Photo: Marinwib. Source: Pixabay
Confidence is good. It helps us get up in the morning. We can confidently expect the sun to rise and roosters to crow. If you aren’t confident in the fishing, you’ll never head out and you’ll never catch anything. But when it comes to investing, confidence can be our enemy. It tempts us to do stupid things, investing with our hearts and instead of our heads. And this encourages crooks to try to scam us.
It’s not just Nigerian wire-transfer or bogus cut-price products on the internet. It can be private company transactions, penny-stock offers, and even mutual funds – an otherwise legitimate investment that gets trussed-up with management fees, 12b-1 fees, and financial planning fees. All fees should be disclosed in plain language. Ask your advisor how they get paid from your business.

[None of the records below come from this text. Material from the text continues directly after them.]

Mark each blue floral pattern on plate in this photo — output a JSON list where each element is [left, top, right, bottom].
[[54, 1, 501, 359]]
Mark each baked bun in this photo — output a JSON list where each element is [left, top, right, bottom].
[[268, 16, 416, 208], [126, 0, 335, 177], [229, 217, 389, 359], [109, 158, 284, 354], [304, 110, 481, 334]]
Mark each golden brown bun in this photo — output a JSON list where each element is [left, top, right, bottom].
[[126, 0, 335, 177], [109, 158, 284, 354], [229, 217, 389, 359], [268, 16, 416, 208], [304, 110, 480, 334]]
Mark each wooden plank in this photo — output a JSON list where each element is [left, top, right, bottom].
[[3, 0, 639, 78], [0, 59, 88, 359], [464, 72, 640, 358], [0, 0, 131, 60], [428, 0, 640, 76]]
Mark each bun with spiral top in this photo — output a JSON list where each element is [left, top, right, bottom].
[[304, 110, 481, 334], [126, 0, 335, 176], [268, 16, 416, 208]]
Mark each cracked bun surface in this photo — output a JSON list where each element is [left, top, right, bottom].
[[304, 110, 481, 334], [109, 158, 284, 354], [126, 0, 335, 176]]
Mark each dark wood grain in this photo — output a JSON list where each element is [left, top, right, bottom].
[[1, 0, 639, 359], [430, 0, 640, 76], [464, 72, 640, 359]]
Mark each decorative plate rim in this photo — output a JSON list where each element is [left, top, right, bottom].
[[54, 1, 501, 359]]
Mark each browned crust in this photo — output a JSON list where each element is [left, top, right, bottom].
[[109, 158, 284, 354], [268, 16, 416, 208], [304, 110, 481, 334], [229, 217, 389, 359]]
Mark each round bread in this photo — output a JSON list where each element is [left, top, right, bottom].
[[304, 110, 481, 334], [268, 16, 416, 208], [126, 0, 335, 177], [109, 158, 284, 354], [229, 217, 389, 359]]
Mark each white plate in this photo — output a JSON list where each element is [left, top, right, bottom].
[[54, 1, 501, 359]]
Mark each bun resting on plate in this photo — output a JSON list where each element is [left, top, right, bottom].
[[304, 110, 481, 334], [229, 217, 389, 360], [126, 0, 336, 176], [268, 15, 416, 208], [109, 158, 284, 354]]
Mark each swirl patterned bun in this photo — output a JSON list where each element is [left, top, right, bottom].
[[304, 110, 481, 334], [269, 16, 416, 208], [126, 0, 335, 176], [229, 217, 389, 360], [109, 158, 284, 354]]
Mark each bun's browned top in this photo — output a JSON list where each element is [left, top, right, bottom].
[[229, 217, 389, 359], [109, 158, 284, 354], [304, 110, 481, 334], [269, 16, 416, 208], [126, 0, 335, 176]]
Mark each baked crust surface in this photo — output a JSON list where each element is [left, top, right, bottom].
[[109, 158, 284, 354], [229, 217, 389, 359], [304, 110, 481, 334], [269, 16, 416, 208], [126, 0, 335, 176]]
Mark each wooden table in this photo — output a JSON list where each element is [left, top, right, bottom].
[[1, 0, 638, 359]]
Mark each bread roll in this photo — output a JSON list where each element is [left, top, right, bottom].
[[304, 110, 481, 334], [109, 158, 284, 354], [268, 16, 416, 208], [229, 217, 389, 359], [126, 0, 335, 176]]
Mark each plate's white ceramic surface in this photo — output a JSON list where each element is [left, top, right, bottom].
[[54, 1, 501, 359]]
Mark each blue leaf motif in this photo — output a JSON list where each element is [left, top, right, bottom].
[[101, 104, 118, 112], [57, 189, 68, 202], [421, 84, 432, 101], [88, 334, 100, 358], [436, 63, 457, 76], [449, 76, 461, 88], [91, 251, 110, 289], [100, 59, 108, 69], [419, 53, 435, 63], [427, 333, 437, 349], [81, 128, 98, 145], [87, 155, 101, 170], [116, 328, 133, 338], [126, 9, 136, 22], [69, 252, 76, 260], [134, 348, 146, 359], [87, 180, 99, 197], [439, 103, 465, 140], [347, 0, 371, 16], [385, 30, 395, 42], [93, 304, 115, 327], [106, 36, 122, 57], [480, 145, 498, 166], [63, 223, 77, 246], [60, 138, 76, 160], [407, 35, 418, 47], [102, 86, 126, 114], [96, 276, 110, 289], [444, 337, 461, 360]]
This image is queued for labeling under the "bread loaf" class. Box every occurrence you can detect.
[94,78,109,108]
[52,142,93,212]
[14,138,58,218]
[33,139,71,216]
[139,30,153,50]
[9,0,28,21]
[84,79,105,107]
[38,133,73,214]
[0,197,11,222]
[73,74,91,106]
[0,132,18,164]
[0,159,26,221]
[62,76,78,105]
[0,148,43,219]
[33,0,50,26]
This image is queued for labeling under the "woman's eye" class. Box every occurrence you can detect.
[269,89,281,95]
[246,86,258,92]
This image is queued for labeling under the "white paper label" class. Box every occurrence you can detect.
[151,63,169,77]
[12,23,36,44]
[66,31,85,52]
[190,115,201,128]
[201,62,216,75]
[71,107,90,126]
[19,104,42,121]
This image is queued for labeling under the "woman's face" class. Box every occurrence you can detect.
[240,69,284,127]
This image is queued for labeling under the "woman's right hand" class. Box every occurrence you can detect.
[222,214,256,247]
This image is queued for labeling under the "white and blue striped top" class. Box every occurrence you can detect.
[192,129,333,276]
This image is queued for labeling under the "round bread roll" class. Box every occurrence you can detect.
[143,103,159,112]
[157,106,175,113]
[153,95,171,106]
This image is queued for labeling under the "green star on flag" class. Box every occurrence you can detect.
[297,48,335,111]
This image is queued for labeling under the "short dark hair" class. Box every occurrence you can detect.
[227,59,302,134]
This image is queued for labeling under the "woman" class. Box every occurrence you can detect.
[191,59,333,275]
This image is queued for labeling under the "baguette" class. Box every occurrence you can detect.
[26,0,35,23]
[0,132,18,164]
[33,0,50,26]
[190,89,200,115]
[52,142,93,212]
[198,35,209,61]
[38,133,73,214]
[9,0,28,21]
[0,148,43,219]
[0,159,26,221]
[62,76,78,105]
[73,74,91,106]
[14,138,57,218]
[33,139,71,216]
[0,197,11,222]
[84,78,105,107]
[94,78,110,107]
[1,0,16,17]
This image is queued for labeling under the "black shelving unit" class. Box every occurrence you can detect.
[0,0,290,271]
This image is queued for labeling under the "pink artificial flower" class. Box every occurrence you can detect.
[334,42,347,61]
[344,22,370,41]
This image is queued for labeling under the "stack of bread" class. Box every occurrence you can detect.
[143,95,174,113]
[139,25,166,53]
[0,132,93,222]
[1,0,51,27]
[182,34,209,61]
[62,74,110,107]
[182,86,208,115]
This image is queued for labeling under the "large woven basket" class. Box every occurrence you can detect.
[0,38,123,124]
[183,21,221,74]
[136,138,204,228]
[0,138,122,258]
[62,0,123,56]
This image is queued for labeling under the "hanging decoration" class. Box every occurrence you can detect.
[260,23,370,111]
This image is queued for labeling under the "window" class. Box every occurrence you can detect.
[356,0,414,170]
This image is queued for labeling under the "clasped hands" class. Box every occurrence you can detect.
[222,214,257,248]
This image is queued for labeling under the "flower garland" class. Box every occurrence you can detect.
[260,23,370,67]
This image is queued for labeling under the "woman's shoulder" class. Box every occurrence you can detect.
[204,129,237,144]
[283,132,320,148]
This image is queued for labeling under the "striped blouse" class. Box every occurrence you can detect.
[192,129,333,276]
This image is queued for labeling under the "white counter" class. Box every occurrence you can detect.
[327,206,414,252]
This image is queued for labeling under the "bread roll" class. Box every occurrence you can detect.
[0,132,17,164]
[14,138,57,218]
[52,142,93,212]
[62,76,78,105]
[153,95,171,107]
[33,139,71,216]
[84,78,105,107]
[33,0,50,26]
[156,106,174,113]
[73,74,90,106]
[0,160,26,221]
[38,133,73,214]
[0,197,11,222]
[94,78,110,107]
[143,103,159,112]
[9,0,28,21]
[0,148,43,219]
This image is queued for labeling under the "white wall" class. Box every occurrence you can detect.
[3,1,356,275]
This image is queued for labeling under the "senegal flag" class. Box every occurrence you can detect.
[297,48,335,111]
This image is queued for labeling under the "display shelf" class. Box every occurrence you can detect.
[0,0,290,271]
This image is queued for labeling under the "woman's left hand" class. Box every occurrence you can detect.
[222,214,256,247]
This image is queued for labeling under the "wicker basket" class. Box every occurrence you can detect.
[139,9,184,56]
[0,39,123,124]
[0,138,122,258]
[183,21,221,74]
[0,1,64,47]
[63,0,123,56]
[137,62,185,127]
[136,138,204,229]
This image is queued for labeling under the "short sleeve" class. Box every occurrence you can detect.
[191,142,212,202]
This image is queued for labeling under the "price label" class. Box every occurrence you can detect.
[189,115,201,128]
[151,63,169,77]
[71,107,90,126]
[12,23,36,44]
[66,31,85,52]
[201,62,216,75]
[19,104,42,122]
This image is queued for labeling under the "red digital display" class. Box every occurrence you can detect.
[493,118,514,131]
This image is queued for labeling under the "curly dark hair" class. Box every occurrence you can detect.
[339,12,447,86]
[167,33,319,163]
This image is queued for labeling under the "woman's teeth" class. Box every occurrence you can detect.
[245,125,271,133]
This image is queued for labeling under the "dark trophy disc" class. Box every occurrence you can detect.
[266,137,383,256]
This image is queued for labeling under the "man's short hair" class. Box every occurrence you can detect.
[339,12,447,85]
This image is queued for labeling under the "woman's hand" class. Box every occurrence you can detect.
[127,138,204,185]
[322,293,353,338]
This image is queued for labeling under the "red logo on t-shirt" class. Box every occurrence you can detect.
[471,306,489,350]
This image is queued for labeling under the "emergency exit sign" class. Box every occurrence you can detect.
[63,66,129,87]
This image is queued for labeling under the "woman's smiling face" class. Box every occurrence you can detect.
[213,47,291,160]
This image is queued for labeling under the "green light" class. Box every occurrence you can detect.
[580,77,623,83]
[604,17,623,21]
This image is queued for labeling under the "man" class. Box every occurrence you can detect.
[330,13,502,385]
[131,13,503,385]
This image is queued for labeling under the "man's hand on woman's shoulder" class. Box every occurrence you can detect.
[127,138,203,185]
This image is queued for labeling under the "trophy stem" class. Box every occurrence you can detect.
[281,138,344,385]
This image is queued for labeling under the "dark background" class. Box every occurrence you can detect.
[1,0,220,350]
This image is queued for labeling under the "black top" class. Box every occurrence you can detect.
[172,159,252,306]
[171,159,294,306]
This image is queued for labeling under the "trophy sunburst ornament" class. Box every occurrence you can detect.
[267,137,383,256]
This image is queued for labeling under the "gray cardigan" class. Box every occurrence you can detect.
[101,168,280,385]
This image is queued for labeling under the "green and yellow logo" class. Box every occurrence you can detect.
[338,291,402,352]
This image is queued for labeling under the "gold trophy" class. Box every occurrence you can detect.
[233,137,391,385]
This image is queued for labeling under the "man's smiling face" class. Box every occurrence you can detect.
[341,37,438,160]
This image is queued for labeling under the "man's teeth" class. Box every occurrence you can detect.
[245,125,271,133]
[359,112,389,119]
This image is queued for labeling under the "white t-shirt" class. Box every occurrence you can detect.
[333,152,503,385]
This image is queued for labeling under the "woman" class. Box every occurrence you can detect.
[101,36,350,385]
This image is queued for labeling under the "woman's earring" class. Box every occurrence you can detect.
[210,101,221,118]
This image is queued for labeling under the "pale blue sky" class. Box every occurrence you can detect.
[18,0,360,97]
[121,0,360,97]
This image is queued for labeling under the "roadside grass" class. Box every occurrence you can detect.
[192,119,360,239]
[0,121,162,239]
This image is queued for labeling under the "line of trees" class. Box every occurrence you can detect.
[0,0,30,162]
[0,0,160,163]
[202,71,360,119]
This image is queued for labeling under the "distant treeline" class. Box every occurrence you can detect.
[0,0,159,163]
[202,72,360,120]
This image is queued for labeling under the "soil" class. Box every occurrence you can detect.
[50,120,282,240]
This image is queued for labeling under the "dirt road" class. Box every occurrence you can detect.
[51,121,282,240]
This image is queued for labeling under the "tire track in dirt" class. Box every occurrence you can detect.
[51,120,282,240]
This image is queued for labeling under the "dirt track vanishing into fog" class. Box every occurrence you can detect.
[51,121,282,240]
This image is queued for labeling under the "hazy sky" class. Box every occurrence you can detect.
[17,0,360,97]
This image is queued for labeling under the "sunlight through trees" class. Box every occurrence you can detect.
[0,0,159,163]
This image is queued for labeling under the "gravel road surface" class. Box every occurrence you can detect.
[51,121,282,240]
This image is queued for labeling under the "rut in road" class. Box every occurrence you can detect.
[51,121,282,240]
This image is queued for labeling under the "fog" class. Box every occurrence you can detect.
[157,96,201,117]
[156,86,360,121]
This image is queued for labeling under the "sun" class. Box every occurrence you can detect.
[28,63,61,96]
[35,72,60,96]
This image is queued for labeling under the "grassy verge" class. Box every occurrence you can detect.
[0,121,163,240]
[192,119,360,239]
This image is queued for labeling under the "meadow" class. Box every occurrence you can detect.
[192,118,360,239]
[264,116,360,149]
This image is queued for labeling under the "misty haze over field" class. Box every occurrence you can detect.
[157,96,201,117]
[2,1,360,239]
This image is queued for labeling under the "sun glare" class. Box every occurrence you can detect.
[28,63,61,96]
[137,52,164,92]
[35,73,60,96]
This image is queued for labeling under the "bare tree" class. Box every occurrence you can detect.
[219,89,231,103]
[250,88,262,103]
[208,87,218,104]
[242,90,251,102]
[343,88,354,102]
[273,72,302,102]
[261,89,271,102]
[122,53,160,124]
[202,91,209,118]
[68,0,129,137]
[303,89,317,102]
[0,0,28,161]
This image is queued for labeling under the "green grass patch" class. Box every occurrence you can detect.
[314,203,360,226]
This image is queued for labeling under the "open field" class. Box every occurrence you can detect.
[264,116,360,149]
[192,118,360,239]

Every investment carries risk. You want to know what can go wrong, how badly, and how soon. Legitimate investments have a lot of fine-print devoted to risk factors. Your advisor should explain this. While you’re there, ask to see the legal documents so you can run them by your lawyer. (Hint: you don’t really need a lawyer to ask this.)
Additionally, complexity is your enemy. The more convoluted the structure, the less likely any return will find its way back to you. If an advisor can’t explain an investment on the back of a napkin in crayon, it’s probably too complicated.
Public Domain. Source: Wikimedia
If you don’t get satisfactory answers, walk away. There will always be another opportunity. Remember: if it sounds too good to be true, it probably is. And the only sure thing about your money is that someone else wants it.